The bottom of each card has spots for you to tap a task as a favorite, schedule the task, mark it as complete, or delete it. BrightNest’s default screen shows a list of cards by week and includes a banner of suggestion questions at the top that you can answer to gain more targeted suggested tasks.

BrightNest’s how-to guide breaks down new chores.
Tapping on a card reveals step-by-step details on how to complete the task, a list of items required for the task, an estimate time to completion, and a difficulty level. Tapping on the menu button in the upper right allows you to search cards, filter tasks by category, or view favorite, completed and scheduled tasks. Your BrightNest account can also be accessed via the website, in case you’re not near your phone.

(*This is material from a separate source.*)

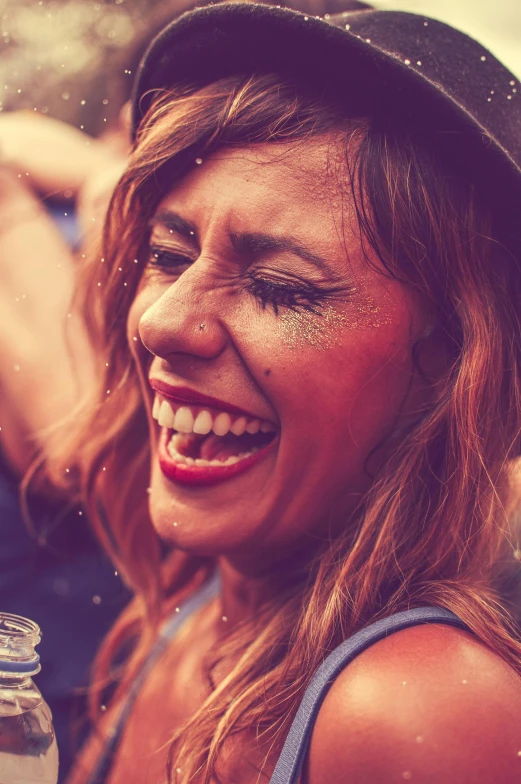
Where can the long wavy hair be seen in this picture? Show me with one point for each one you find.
(433, 527)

But here’s the thing: As much as I really like BrightNest’s clean, bright interface with all of its white space and brightly colored photos, and as much as I really would love to de-clutter my kitchen, or prep my grill, or learn how to make my towels fluffier, my more immediate concern is the huge pile of dirty laundry in the corner, and the collection of dust bunnies lurking under the bed. Which is to say, BrightNest is great if you’re already starting from a place of basic cleanliness and want to take it to the next level, but if you’re more in the eating-soup-out-of-a-mixing-cup-because-no-one-has-done-the-dishes-stage, it’s not going to be as helpful.